El sentimiento visceral de saber que tenemos razón, que entendemos lo que se nos ofrece como ambiguo e indeterminado es mucho más convincente que el pensamiento racional de que tenemos límites a nuestras posibilidades de razonamiento.
Tenemos señales que nos explican cómo sabemos que sabemos, incluso si esa sensación no se corresponde con los hechos comprobados
Las neurociencias han demostrado que no solo tenemos “conocimiento” (cognición) sino "sentimientos cognitivos" (emociones). Estos fenómenos mentales no suelen clasificarse subjetivamente como emociones, son un tipo de sentimiento que asociamos con el pensamiento. Son la “sensación de saber”, la certeza percibida como sensación visceral, orgánica. Esta incluye estados mentales tan diversos como el sentido de conocimiento, de causalidad, de agencia y de intención. Se trata de señales que nos explican cómo sabemos que sabemos, incluso si esa sensación no se corresponde con los hechos comprobados.

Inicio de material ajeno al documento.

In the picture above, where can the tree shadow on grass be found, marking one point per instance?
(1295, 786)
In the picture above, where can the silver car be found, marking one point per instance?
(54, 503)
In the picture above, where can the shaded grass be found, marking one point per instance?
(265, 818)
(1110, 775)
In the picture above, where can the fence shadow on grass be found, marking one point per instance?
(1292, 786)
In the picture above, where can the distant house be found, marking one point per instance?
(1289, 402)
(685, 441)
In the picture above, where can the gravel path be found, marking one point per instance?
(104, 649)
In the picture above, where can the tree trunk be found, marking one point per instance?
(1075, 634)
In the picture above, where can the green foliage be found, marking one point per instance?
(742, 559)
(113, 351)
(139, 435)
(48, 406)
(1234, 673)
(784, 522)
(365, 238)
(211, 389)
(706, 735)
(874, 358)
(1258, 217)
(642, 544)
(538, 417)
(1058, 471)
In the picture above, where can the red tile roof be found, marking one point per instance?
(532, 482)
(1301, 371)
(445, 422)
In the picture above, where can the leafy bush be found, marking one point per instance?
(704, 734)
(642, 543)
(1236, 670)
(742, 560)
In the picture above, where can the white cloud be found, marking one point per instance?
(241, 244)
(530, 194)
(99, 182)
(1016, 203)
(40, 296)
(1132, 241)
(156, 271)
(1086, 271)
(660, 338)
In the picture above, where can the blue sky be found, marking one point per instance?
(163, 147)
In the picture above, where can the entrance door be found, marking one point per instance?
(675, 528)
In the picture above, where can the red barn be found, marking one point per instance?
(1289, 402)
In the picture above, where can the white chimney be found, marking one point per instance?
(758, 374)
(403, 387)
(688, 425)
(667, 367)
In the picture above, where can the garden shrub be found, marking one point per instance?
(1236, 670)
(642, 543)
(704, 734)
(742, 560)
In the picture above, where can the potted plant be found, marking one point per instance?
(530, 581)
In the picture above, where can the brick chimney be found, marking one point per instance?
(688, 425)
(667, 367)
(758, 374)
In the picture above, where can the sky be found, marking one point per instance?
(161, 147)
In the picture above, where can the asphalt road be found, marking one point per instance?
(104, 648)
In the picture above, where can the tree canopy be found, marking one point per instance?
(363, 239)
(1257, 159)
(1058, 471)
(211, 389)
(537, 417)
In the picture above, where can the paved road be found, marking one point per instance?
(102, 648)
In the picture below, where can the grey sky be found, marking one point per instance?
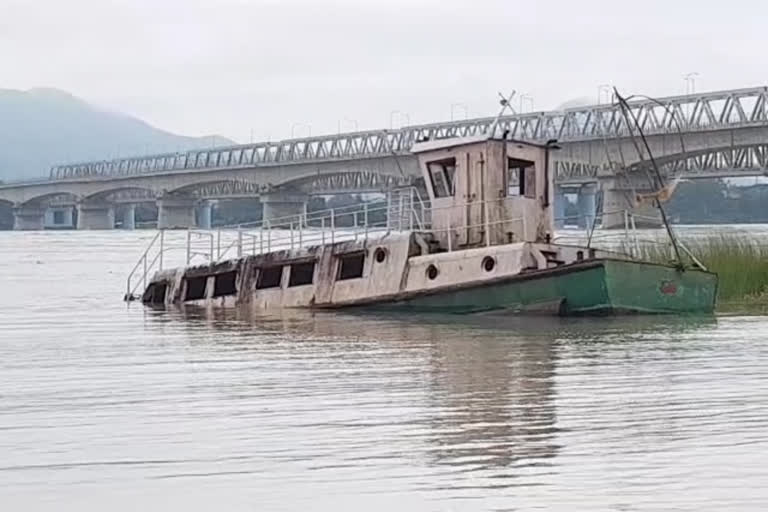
(229, 66)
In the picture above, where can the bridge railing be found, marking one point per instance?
(695, 112)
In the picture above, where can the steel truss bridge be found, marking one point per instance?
(688, 114)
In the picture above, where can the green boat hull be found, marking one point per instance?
(596, 287)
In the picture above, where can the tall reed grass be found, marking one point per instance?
(741, 264)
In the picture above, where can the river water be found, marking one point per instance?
(105, 406)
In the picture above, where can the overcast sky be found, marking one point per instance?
(197, 67)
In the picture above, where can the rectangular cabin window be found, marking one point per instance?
(224, 284)
(351, 266)
(441, 174)
(301, 273)
(157, 293)
(521, 178)
(269, 277)
(195, 287)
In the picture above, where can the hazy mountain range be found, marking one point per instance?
(43, 127)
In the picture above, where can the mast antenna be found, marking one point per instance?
(506, 103)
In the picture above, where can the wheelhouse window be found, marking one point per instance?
(521, 178)
(224, 284)
(351, 266)
(301, 273)
(195, 287)
(441, 174)
(269, 277)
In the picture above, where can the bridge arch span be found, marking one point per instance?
(121, 194)
(745, 159)
(221, 189)
(46, 199)
(346, 181)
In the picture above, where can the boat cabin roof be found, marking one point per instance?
(433, 145)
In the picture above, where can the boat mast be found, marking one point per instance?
(632, 124)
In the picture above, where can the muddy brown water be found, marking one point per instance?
(105, 406)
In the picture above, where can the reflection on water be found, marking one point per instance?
(104, 405)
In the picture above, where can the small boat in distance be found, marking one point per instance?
(482, 243)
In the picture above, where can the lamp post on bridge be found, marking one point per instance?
(690, 82)
(351, 122)
(463, 107)
(608, 90)
(306, 125)
(525, 98)
(400, 116)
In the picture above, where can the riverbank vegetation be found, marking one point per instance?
(741, 264)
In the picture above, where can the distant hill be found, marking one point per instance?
(43, 127)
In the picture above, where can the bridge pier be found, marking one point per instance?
(59, 217)
(284, 208)
(587, 204)
(616, 201)
(560, 203)
(95, 216)
(28, 218)
(175, 213)
(129, 217)
(205, 215)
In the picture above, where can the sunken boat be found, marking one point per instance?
(482, 242)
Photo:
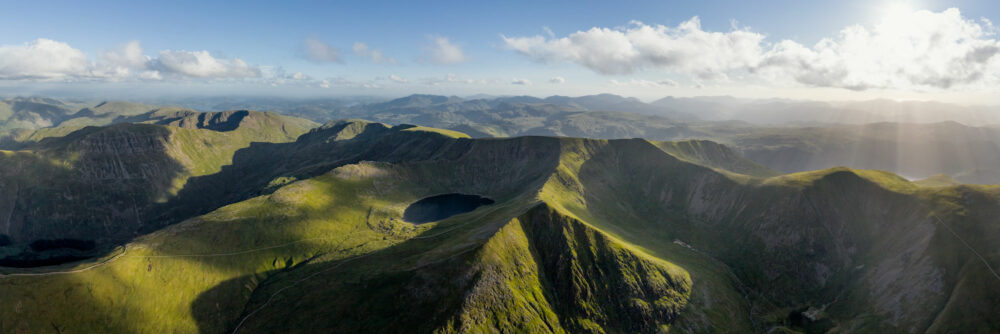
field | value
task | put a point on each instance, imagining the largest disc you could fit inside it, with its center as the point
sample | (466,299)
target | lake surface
(439,207)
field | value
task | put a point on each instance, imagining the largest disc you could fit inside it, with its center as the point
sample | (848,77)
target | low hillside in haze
(579,235)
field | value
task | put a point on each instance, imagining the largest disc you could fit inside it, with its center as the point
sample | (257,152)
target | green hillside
(585,236)
(109,183)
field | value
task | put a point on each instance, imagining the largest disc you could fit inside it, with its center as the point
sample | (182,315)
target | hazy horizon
(848,51)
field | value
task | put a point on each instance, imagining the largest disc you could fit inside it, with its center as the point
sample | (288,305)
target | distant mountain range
(254,222)
(919,145)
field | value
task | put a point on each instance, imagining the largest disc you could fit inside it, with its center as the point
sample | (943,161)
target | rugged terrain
(584,235)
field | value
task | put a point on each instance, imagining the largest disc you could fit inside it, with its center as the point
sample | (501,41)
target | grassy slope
(108,177)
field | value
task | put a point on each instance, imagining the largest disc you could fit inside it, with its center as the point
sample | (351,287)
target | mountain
(563,235)
(915,150)
(109,184)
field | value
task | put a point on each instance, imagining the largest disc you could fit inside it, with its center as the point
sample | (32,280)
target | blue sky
(470,47)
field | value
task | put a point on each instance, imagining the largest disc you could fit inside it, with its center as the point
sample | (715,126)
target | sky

Estas sensaciones mentales involuntarias, sentimientos espontáneos sobre nuestros pensamientos se experimentan como cogniciones (aunque son emociones). Creemos que son el resultado de un proceso evaluativo consciente y que constituyen conclusiones racionales, pero no son más deliberados que los sentimientos de amor o ira. Son sentimientos de conocimiento, califican la calidad de nuestros pensamientos en un espectro de sensaciones que van desde una vaga corazonada hasta la convicción absoluta y una profunda sensación de “¡eureka!” o "¡aha!".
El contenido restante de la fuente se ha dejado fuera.